Page Builder Sandwich* premium version is running a special right now for $44.50. That’s 50% off the normal price of $89/year for unlimited sites. Plus, the one-year update won’t kick in until the plugin is out of beta, so you’ll get some extra time on the first “year” for updates and support.
Forge* premium version comes in 3 options. $59 for one site, $99 for 3 sites, and $199 for unlimited sites with one year of updates and support, with renewal at a discounted rate.
So the price is definitely better for Page Builder Sandwich than Forge, especially for unlimited sites. Both work well, in my opinion, and which you choose will probably come down to a matter of how you prefer to work. As far as I can tell, both work well with whatever theme you are using.
Note: Both also have Lite versions available from the WordPress plugin repository.
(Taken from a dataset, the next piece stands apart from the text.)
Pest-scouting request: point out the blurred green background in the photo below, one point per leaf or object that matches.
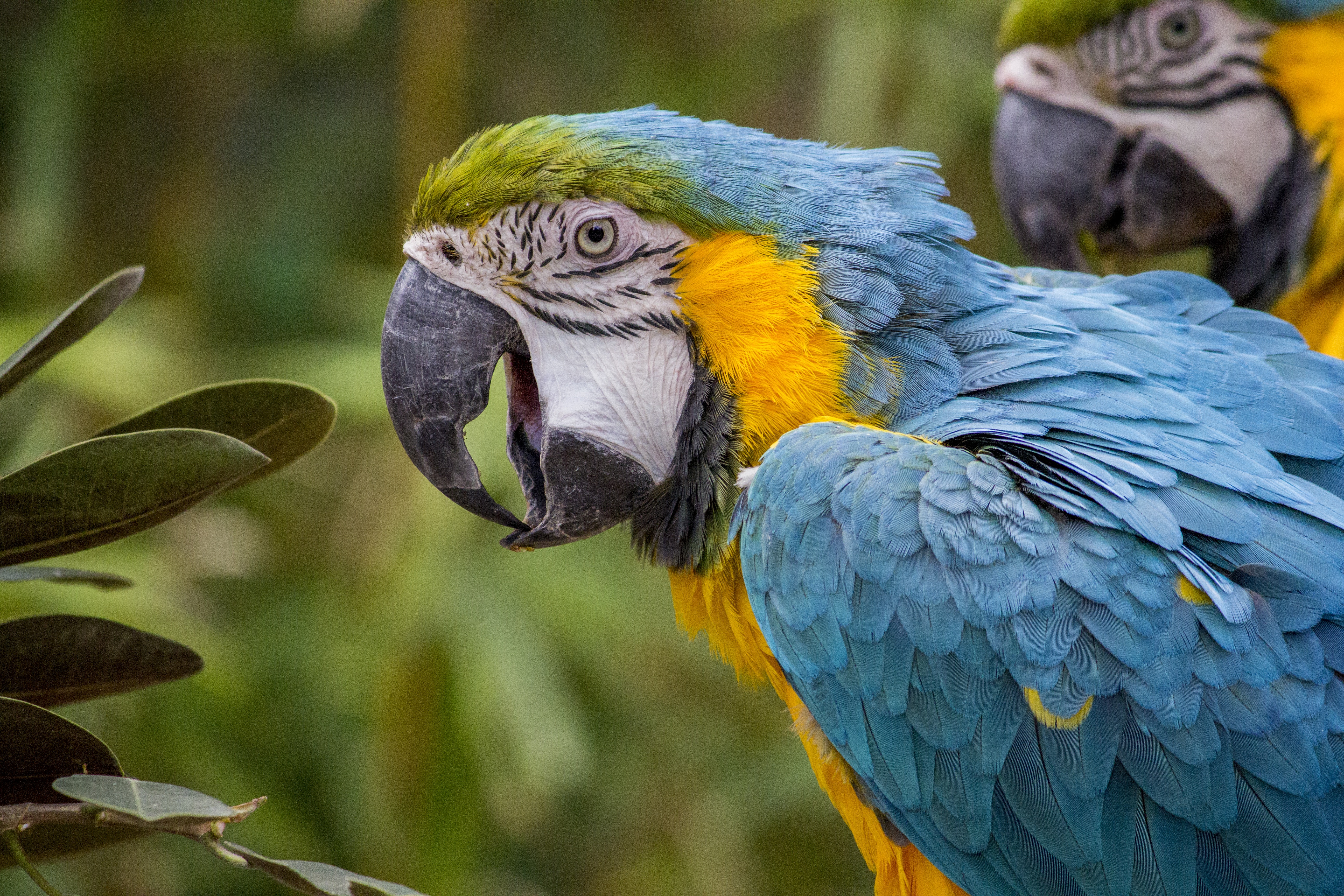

I’m excited to see the way things are going with front end editing plugins. Page Builder Sandwich is my favorite of the two because it can use any shortcodes, and editing is right inline, rather than via popups. Plus, the original post content is editable on the front end as well. But Forge is definitely a worthy contender, with some nice elements (and more to come), and I’ll probably use both for quite a while before I really decide which is best. Both are pretty great already.
*Disclaimer: Yes, this is an affiliate link.